Cai Dat Nut Bn Half Lie Video
Although they cost $25 they replace about 30 large spanners and can be adjusted exactly to any nut, metric or British, saving me hundreds of dollars (nobody has a cheap set of large wrenches: individual ones cost about $20 each!)For the locknut I used the one size smaller (no room for the big one).It took about 8 bangs with a hammer to free this nut.(2) The Tie Rod End Castle Nut. This is a problem because (in my case at least) the codder-pin was too badly rusted to grip and bend and easily remove. I solved this by bending and snapping off as much as I could with needle-nose pliers, and crushing the rest while using a LARGE ratchet (Johnson bar) to unscrew the nut. The socket is 18mm (19mm can damage bolt, making it harder).Once the Johnson bar loosened the nut (and crushed off the codderpin) I switched to a medium (1/2') ratchet to get the nut the rest of the way.
To put the new one on, I used the cheap ($20) Torque socket bar from CanTire. (3) The actual tapered balljoint shaft / seat.This is where I met my waterloo.On the driver's side it was no problem. The $15 'tie rod end' tool (pickle fork) got the tapered shaft popped out in less than ten taps.Before unscrewing the old tie rod end, I butted up the locknut to it again, just to ballpark that, then unscrewed it.The new one went on, and I kept the orientation of the tie rod vertical (using my line along the top) and got the tapered shaft pointing down.
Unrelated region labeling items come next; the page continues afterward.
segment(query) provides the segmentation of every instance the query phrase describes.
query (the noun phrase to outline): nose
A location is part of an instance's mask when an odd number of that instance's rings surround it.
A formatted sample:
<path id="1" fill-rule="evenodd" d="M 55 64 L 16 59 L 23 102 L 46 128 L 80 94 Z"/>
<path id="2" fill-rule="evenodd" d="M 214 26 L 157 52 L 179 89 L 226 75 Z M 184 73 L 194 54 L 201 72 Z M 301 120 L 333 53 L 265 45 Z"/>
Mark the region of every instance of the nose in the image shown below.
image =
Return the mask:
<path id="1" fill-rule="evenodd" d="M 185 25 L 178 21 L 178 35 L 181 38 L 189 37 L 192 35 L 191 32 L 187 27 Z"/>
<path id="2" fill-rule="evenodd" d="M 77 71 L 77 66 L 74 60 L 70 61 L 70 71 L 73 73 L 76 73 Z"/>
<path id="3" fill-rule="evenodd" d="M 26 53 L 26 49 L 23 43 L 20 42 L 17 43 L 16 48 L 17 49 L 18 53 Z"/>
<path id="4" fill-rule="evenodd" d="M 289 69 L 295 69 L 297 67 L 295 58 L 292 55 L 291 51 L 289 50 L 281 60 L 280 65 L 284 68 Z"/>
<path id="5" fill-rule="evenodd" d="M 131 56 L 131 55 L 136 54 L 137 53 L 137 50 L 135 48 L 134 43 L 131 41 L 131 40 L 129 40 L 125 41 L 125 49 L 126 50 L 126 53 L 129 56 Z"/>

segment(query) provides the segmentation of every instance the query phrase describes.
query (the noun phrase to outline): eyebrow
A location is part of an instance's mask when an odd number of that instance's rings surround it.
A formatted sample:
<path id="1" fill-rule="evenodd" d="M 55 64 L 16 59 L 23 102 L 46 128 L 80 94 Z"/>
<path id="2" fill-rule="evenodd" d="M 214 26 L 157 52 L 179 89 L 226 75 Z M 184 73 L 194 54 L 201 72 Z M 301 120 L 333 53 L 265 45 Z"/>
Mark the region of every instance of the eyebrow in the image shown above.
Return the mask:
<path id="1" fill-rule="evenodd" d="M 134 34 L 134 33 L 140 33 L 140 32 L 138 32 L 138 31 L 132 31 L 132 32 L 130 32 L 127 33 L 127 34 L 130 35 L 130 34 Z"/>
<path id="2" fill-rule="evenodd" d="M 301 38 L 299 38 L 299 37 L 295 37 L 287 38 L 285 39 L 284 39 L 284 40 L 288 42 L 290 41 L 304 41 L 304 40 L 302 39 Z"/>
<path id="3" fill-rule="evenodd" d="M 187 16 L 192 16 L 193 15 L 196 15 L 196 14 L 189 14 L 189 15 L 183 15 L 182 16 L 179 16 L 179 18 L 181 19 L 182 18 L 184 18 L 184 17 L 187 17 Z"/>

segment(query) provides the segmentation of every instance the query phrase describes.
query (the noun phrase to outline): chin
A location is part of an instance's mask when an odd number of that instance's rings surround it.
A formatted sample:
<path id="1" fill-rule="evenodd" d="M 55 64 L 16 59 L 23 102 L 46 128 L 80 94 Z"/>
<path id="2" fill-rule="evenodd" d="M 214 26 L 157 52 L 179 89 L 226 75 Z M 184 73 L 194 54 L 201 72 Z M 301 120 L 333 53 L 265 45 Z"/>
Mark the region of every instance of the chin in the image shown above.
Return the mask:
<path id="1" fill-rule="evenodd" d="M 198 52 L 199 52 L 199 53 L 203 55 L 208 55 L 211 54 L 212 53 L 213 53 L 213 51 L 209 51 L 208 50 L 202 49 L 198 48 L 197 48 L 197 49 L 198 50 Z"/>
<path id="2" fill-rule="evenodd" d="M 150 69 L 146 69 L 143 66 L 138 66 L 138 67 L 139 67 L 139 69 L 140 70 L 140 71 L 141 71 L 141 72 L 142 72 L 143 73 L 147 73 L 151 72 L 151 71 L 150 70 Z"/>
It was very close, but I measured the centered nipple - to - line on tie rod (9') to be sure. Does anyone know if either of these other tools could remove or help remove the taper shaft on the tie rod end?update:the 'Tie rod end/ pitmann puller' can't fit on the wheel mount, so it can't press out the tie rod end on a lumina.As you may have noticed, the 'pickle fork' balljoint removal tool broke.